Barriers to 50-Year-Olds Getting Back in Shape

If you don't exercise, you're guaranteed to lose muscle mass, become more inflexible as muscles and connective tissues tighten, and experience an increased risk of osteoporosis or osteopenia. Men start to experience lower levels of testosterone while women are usually in some stage of menopause. These hormonal changes affect how quickly muscle grows and where fat accumulates. It takes longer to build muscle at age 50, but that doesn't mean it can't be done. Women may notice that fat accumulates more in the midsection, but you can mitigate that gain with dedicated exercise and smart dietary choices.

Although these complications loom large, your body isn't as much of a barrier to returning to fitness as your mind. Getting yourself back into shape requires some humility as you remember where you were and realize how far you let yourself go. If you've lost significant stamina and strength, you'll have to start slowly and moderately and build back up over time. The good news is that your ego will recover once you see your body start bouncing back.

First Steps to Getting Back in Shape

Before you embark on a new exercise program, consult with your doctor to make sure you don't have any conditions that will complicate your efforts and require specific precautions. Arthritis, menopause and heart disease can provide added challenges, but don't preclude exercise. Certain medications can also affect your exercise tolerance and stamina, too.

Schedule one or more sessions with a fitness professional to give you some direction when you've taken a long hiatus from exercise. Science changes, so the workouts you did in football practice 30 years ago have likely been improved upon, and a trainer can help enlighten you as to more current trends. A fitness professional can also help guide your form and discourage you from pushing too far and causing injury. At 50, your back, knees and other joints may not be as resilient as they once were. You'll also benefit from structured sessions that provide optimal recovery. Your need for recovery also increases at 50. This means you may need more time between workouts and commitment to a healthy amount of sleep.

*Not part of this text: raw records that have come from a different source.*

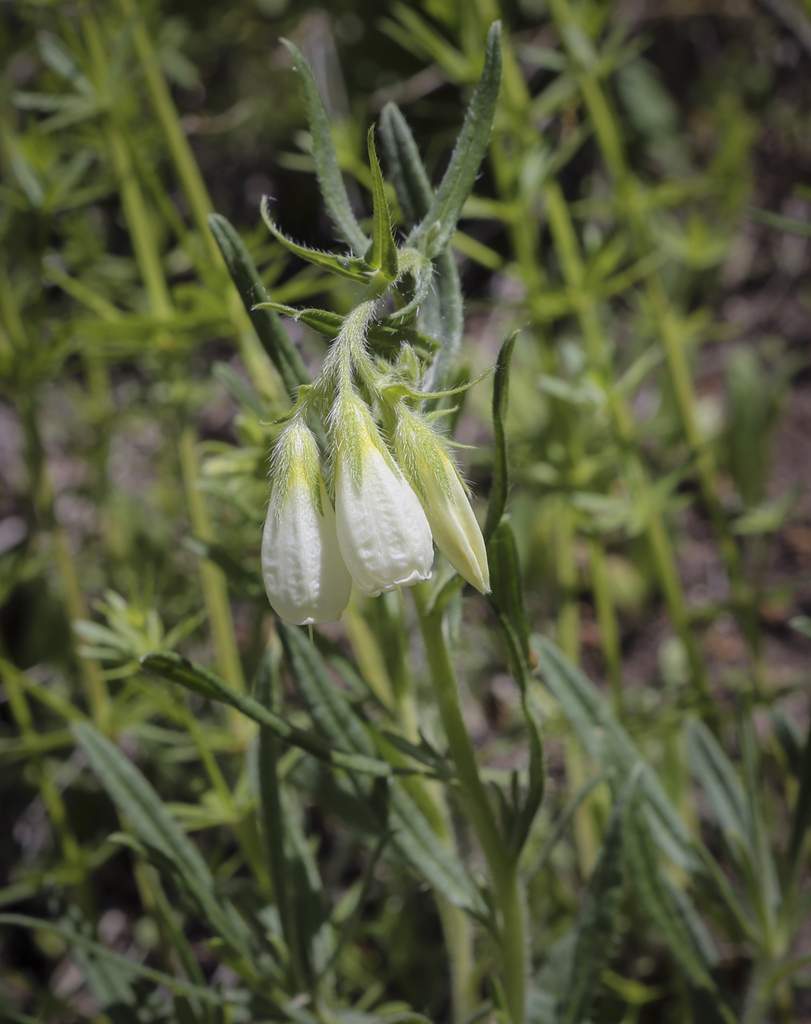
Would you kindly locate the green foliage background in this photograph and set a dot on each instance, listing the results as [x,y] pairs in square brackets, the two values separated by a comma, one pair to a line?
[253,828]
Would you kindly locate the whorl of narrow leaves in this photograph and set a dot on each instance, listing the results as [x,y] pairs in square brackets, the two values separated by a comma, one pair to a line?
[327,169]
[435,229]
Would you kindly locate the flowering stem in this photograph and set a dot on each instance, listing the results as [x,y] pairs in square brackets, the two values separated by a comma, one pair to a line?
[503,867]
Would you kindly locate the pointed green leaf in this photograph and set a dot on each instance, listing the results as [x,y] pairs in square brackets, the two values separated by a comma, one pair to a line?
[382,254]
[404,167]
[268,328]
[441,313]
[506,596]
[597,921]
[657,900]
[610,745]
[378,335]
[273,825]
[561,823]
[327,169]
[345,266]
[412,835]
[135,798]
[723,790]
[442,316]
[436,228]
[195,677]
[242,579]
[102,952]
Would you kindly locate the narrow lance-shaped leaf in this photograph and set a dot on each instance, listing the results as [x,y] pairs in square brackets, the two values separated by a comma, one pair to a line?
[327,169]
[329,326]
[441,312]
[345,266]
[412,835]
[441,316]
[102,952]
[666,913]
[597,921]
[722,786]
[501,392]
[610,745]
[382,254]
[273,822]
[438,224]
[404,166]
[136,799]
[195,677]
[246,278]
[801,818]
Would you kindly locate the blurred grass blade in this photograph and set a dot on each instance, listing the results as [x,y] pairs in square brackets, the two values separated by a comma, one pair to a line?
[501,395]
[135,798]
[195,677]
[611,747]
[412,835]
[597,921]
[241,579]
[723,790]
[345,266]
[273,337]
[778,221]
[329,326]
[560,825]
[327,169]
[438,224]
[442,317]
[273,826]
[404,166]
[74,938]
[382,254]
[801,818]
[643,859]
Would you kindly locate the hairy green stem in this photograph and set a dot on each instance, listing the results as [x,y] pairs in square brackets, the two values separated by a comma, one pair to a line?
[502,866]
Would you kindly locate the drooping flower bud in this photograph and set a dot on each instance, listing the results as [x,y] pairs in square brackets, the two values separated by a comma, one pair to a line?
[439,487]
[304,574]
[384,536]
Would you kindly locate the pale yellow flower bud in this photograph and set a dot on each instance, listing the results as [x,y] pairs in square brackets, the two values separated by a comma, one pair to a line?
[439,486]
[384,536]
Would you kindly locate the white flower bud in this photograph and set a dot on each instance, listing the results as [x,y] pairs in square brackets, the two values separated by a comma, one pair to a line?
[384,536]
[304,574]
[443,497]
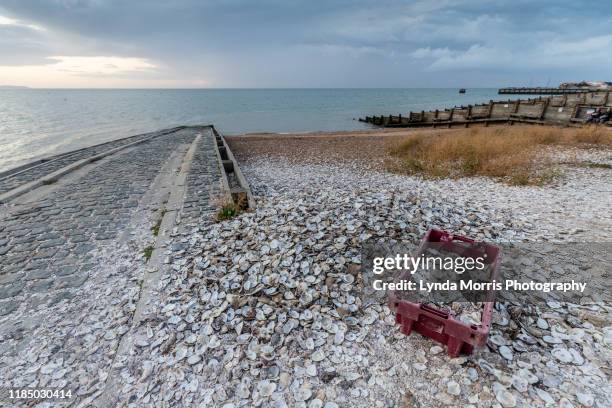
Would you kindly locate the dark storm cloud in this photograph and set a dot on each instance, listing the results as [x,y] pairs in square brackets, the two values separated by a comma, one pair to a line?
[330,43]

Specific Workouts to Get in Shape at 50

Whether you're a man or a woman, lifting weights is essential to regaining your fitness at age 50. Strength training helps stimulate and regulate testosterone release. It also mitigates the natural loss of muscle that occurs with aging and curbs weight gain in the belly. Regular strength training strengthens the bones and helps offset osteopenia and osteoporosis. Aim for at least two sessions per week with at least 48 hours between training specific muscle groups. Include exercises in your regimen that target your core strength and balance, which diminish with age. For example, do biceps curls while standing on one foot.

Another important strategy to get back into shape at 50 is cardiovascular exercise. The Centers for Disease Control and Prevention recommends that you get at least 150 minutes of moderate-intensity exercise, such as brisk walking, weekly. Once you've mastered this level of exercise, gradually increase the duration and intensity of your exercise sessions to work towards the your final fitness goal. The CDC notes that 300 minutes or more of cardiovascular exercise per week elicits greater health benefits.

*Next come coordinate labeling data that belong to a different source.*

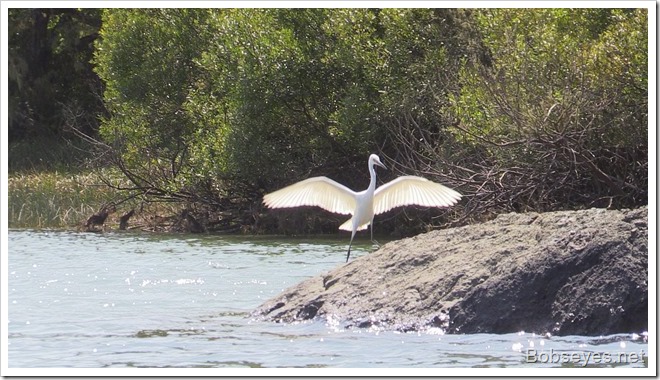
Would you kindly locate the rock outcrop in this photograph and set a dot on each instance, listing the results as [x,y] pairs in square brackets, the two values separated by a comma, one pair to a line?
[568,272]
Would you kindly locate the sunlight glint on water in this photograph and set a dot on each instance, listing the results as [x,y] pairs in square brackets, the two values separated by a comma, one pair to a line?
[134,300]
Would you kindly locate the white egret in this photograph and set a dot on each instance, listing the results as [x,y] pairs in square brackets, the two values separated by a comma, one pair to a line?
[335,197]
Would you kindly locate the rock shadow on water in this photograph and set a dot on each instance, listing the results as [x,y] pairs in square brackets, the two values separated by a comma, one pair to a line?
[565,273]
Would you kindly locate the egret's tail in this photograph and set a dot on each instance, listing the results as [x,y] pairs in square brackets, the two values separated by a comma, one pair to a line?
[348,226]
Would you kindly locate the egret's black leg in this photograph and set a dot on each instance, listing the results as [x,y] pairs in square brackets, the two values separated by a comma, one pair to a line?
[371,227]
[349,247]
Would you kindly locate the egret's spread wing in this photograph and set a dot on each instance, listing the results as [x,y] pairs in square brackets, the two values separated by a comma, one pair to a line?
[411,190]
[318,191]
[348,226]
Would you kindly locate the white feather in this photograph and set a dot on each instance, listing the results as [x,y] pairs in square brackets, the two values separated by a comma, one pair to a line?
[335,197]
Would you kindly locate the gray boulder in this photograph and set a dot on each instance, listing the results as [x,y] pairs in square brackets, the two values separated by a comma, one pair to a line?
[567,272]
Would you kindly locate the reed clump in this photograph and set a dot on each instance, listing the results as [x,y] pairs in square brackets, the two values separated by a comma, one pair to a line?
[54,199]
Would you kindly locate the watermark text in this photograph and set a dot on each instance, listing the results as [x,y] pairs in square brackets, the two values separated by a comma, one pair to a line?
[583,358]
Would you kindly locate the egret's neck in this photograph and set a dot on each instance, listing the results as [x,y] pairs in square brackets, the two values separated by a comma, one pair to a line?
[372,182]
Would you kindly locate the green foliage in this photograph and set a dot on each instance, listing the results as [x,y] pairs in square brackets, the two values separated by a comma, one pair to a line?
[564,102]
[212,103]
[146,58]
[52,87]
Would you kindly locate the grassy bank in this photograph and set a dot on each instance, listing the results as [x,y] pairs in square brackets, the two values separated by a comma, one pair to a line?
[49,186]
[54,199]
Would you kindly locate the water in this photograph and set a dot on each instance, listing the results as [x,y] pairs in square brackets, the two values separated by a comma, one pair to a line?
[147,300]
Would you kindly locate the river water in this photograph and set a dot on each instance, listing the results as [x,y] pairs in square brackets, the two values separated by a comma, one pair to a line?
[81,300]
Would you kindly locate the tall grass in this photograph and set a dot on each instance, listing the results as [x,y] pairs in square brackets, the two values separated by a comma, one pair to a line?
[54,199]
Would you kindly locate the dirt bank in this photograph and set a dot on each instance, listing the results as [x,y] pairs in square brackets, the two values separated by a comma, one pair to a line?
[569,272]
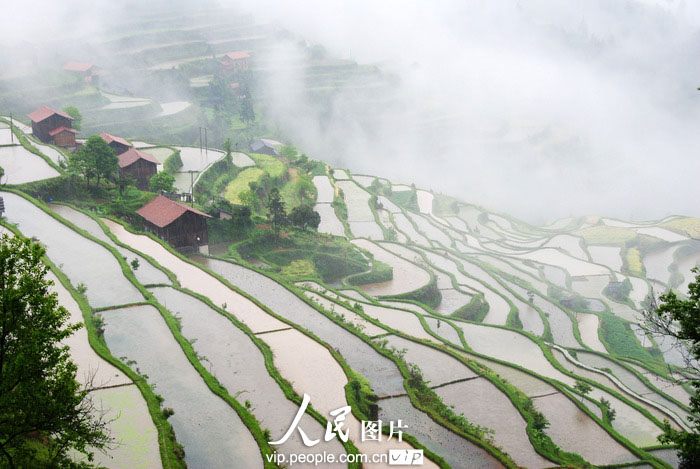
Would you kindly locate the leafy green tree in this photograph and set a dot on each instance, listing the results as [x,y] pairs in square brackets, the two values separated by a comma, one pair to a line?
[162,181]
[289,152]
[678,319]
[94,159]
[304,217]
[75,114]
[228,149]
[582,388]
[275,210]
[44,412]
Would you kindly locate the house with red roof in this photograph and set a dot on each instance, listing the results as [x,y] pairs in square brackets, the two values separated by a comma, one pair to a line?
[236,61]
[118,144]
[183,227]
[139,166]
[52,126]
[84,69]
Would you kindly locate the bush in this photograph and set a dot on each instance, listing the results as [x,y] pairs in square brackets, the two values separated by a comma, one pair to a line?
[475,310]
[173,163]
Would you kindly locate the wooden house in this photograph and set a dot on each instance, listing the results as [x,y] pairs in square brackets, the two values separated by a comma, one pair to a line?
[52,126]
[86,70]
[234,62]
[182,226]
[139,166]
[118,144]
[266,146]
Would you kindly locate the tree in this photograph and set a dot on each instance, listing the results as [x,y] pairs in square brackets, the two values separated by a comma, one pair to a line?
[75,114]
[304,217]
[275,210]
[678,320]
[582,388]
[44,412]
[94,159]
[228,149]
[161,182]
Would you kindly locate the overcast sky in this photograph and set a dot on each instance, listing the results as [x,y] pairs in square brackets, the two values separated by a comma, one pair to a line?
[539,108]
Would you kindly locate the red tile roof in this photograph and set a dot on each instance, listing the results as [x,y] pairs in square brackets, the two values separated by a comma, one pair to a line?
[77,66]
[58,130]
[162,211]
[44,112]
[132,155]
[109,138]
[237,55]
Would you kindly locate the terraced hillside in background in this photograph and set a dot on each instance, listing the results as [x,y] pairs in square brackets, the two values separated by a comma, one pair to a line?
[470,326]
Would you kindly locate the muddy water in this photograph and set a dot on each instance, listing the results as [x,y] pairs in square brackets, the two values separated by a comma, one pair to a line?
[457,451]
[437,367]
[380,371]
[22,166]
[588,327]
[146,273]
[483,404]
[240,367]
[92,369]
[80,259]
[407,276]
[303,366]
[511,347]
[197,280]
[201,418]
[574,431]
[136,438]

Nutrition to Get Back Into Shape

When you were younger, you may have neglected optimal nutrition and still saw performance improvements and aesthetic benefits from exercise. In your 50s, nutrition is paramount to getting those same results. A diet that consists primarily of whole, unprocessed foods fuels your body optimally and discourages the accumulation of belly fat. Include lots of colorful fruits and vegetables in your menu plan because they contain micronutrients, phytonutrients and antioxidants that assist in the reduction of inflammation and enhance recovery from workouts. Your daily metabolic rate usually reduces after your reach the age of 50, even if you exercise, so you may notice that you can't eat as much as you used to without gaining weight.

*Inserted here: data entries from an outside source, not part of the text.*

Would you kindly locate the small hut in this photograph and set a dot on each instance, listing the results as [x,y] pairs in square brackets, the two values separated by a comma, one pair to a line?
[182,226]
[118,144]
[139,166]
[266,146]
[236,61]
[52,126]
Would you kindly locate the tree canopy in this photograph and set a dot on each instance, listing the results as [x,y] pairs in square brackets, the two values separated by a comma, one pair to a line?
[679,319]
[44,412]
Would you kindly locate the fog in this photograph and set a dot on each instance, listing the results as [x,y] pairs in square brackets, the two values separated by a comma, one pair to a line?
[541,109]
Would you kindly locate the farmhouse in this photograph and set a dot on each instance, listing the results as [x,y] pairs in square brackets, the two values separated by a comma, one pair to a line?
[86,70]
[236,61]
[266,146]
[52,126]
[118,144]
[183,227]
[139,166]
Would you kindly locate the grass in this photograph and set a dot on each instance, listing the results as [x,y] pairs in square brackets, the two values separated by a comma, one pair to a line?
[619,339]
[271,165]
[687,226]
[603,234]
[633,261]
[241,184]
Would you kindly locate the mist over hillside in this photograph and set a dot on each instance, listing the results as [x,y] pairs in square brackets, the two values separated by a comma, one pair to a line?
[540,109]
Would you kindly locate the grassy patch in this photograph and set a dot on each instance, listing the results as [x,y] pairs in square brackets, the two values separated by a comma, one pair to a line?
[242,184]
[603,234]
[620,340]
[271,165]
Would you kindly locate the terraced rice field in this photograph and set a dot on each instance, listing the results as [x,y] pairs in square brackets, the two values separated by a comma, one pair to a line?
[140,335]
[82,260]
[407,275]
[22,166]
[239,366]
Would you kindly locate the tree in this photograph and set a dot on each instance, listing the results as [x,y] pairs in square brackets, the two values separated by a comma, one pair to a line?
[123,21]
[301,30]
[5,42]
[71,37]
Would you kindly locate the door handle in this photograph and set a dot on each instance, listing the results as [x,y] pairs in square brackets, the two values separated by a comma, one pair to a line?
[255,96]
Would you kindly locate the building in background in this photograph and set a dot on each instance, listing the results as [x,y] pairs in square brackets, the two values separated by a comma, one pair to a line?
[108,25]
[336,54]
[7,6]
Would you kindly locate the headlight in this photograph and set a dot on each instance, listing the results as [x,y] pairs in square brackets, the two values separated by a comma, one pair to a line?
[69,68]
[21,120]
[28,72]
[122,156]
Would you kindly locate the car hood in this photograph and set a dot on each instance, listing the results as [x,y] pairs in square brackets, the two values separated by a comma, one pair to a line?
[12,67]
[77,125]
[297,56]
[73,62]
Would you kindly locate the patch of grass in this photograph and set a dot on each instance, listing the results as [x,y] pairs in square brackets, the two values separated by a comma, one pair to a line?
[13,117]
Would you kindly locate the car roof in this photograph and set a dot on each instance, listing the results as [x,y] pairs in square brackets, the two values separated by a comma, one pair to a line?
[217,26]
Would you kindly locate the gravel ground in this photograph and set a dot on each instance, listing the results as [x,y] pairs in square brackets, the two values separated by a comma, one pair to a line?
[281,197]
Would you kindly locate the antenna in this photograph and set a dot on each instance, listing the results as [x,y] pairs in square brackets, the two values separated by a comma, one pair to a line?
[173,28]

Nutritional deficiencies from an unhealthful diet may make you feel like you can't get back into shape. If you feel sluggish or experience frequent injuries and illness, it's not an inevitable result of aging. Be sure you're getting optimal levels of calcium and vitamins D and B-12. Make these nutrients a priority by consuming foods such as fortified milk, yogurt, and lean meats and fish. Dehydration can also make you feel sluggish and unable to perform at the gym. As you age, thirst sensors diminish so you'll consciously have to stay hydrated.